T1 was long and ugly - as you may have guessed by my time of 5 minutes.  After exiting the water we made a half-mile run on cement sidewalks  back to our bikes.  In my rush to get out of transition and onto my bike, I made the stupid mistake of running halfway out of transition before realized I still had my swim speed suit on.  After fixing that little problem, I was on my bike and away.

I've struggled with a hamstring/knee injury for the past 2 weeks and my bike and run training has been minimal. I was feeling pretty good in the days leading up to the race, but wasn't sure how it would respond to race pace efforts.  After making my way over the perilous cobblestone path that is the first 1/4 mile of the bike, I settled into aero and focused on maintaining a consistently hard effort and taking my nutrition at regular intervals.  The course is flat and fast with lots of turns.  I could have been more aggressive in the turns and seen a faster bike split, but I opted for the conservative approach in favor of staying upright.  My HR averaged 165 (low zone 4) for the 40k and I was happy with the split - my fastest average (21mph per Garmin) to date.

T2 was uneventful and I was quickly on my way out onto the run.

The sun was coming out and the course was heating up quickly.  The first mile of the run I focused on getting into a rhythm and shaking out the heaviness of the legs.  I took two cups of water each mile - one over the head and one to drink, and took a Gu at mile 3.  Miles 2 and 3 were the toughest both mentally and physically.  I was so jealous of everyone who was running the opposite direction and already passing mile 4.  My Sport Factory teammates were looking strong out there and that motivated me to keep pushing hard.  After holding my own for the majority of the run, a girl in my age group passed me with less than 1/2 mile to go.  She was flying and I didn't have anything left to respond.  Definitely frustrating to drop a position at the very end, but I felt like I gave it everything I had and was happy with the effort.  7:17 pace with HR average 169 (zone 4).
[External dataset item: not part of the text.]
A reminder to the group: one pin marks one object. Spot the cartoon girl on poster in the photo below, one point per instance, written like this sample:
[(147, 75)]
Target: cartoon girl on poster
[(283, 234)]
Typical post-race activities commenced - water, cool-down, massage, packing up, making the long walk back to the hotel in the heat, shower, and finally, enjoying some food.  I hung around for the award ceremony since they were recognizing placements 10 deep in each age group.  I didn't realize the age group athletes in the top 10 qualified for HyVee in September, so that came as a surprise.  At the end of the day I was mostly happy with my race. As one of my coaches would say, however, I definitely have several areas of opportunity to work on if I want to step it up and be more competitive in these strong and deep fields.

Pros - survived the swim and actually had a respectable time, consistent effort on the bike from start to finish
Cons - transitions (this is a trend - must fix this!), shy of the 7min/mi run pace that I had planned

Big thanks to Coaches Matt and Jennifer at The Sport Factory for continuing to push me to become a better athlete, Curtis at Cannon Cyclery for keeping my bike in race shape, and all our great sponsors (Mix1, Roswell Bikes).  And huge congrats to all of the Sport Factory athletes who had some amazing races this weekend!

Wow, that really did turn into a novel.  If you're still reading this - CONGRATS! - you have finally reached the end.